Ich glaub ohne anständiges Budget macht das keinen Sinn.
Da haste am Ende einen Schuhkarton aus Fichtenholz.
Gute Materialien (Holz, Polster, vllt Leder, Innenmaterial, Eisenwaren,...) sind teuer.

Wieso kaufst du dir nicht eine ohne weitere Ausstattung und bastelst dir selbst nach deinen Wünschen Schubladen, Staufächer und andere Gadgets dran.
Einzige die Grundmaße müsstest du dann beachten. Aber das lässt sich doch bestimmt auf vorhandene Boxen o.ä. anpassen, sodass es optimal sitzt.


----------



## Potti87 (14. Februar 2011)

*AW: Suche Bauanleitung mit Bildern für Angelplattform und Sitzkiepe*

Danke erstmal für die Antworten


----------



## Potti87 (14. Februar 2011)

*AW: Suche Bauanleitung mit Bildern für Angelplattform und Sitzkiepe*

werd mal schaun was sich machen lässt


----------



## Moerser83 (14. Februar 2011)

*AW: Suche Bauanleitung mit Bildern für Angelplattform und Sitzkiepe*

Aber wieso aus Holz?

Ich find am besten geeignet ist doch Edelstahl, in meinem Fall wenn ich es vor hätte würde ich als Schlosser alles auf der Arbeit zu verfügung haben. Aber wenn du die möglichkeiten und Materialien nicht hast und dir alles einzelnd besorgen muss wirste ein Vermögen ausgeben werden.
Wenn du es Edelstahl machst wirst du das im Leben nicht kaputt bekommen. 

Gruss Moerser83


----------



## Downbeat (22. Februar 2011)

*AW: Suche Bauanleitung mit Bildern für Angelplattform und Sitzkiepe*

Man bist du faul.
Ich poste das mal hier weil ich finde dass dein anderer Trööt völlig über ist.

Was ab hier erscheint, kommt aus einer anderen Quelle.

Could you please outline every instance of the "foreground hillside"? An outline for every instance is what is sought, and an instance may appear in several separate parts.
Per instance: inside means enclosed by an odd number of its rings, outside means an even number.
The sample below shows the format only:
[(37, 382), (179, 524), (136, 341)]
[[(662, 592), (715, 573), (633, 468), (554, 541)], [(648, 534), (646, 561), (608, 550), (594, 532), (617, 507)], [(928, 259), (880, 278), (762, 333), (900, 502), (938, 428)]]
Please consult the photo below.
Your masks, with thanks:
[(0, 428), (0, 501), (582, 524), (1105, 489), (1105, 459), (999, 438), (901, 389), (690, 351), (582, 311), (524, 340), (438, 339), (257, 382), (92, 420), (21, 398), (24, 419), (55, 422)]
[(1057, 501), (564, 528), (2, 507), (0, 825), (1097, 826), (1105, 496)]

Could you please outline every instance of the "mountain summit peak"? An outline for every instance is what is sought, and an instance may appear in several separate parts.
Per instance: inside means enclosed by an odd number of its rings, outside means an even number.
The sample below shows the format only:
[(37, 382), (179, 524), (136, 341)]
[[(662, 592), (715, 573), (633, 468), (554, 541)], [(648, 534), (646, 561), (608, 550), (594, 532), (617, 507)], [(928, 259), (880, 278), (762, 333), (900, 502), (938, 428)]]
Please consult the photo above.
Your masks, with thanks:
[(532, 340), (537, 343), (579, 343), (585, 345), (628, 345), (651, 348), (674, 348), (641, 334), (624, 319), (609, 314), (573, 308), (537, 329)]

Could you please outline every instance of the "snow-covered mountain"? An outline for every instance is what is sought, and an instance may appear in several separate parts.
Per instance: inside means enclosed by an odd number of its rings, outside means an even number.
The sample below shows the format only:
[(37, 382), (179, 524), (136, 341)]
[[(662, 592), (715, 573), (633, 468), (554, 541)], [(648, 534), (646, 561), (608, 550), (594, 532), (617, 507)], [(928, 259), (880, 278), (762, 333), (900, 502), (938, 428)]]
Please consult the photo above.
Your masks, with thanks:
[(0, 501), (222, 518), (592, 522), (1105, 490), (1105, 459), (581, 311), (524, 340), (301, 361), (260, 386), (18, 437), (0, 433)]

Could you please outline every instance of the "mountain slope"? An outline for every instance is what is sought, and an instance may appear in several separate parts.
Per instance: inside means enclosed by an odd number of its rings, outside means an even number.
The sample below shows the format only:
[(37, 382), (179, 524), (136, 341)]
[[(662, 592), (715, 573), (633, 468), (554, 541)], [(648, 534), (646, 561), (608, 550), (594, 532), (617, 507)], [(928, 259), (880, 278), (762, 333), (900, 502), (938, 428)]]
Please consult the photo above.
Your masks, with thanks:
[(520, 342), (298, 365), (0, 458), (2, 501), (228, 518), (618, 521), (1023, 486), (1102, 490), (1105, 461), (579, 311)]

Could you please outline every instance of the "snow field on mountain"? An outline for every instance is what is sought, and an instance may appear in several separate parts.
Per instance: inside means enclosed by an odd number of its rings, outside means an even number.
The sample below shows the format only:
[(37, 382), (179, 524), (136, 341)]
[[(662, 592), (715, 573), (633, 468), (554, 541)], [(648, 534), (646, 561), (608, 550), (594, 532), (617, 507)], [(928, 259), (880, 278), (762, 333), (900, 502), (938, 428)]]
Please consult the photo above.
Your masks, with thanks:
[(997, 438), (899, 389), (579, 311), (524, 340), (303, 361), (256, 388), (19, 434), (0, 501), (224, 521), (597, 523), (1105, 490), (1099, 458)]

http://lmgtfy.com/?q=Sitzkiepe

da kommt man dann nach ca. 20sek sogar auf sowas, wenn`s anspruchsvoll sein soll,
http://cgi.ebay.----edit by ralle
... mal Fotos, wenn du baust und poste sie hier.


----------



## Potti87 (22. Februar 2011)

*AW: Suche Bauanleitung mit Bildern für Angelplattform und Sitzkiepe*

kann ich machen
als Podest dient nu ein alter Keyboardständer


----------



## Downbeat (22. Februar 2011)

*AW: Suche Bauanleitung mit Bildern für Angelplattform und Sitzkiepe*

Ein Keyboardständer? So ein X Teil wie unterm Bügeltisch?
Das ist zwar kreativ aber ich bin gespannt auf Bilder, da ich ein bisschen Angst um die Belastbarkeit hätte.


----------



## Hechtpaule (22. Februar 2011)

*AW: Suche Bauanleitung mit Bildern für Angelplattform und Sitzkiepe*

Hi Potti,

ich würde dir auch empfehlen das mit dem Selbstbau sein zu lassen und lieber eine "fertige" Kiepe zu kaufen - aber nicht so'n Billigplünn.

Das mit dem Selbstbauen ist ja schön und gut - aber wie hier schon einige geschrieben haben, kostet gutes Material auch gutes Geld. Dazu kommt noch die Zeit, die du in den Bau investierst. Die entsprechenden Werkzeuge brauchst du auch. Metall muss man biegen/falzen etc. (nicht mit 'nem Hammer krummkloppen), Bohren und wasweisich nicht noch alles. Holz als Komplettmaterial würde ich auch nicht nehmen.

Die Kiepen von namhaften Herstellern sind gut durchdacht und technisch sowie in der Praxis erprobt. Was nützt dir eine Eingebaukiepe, wenn sie am Ende tonnenschwer ist, nach 3 Einsätzen anfängt rechts unten zu knarzen oder links oben reisst eine Verleimung auseinander oder du beim Drill eines schönen Fisches auf den Arsch fällst, weil das ganze Ding in sich zusammenkracht ?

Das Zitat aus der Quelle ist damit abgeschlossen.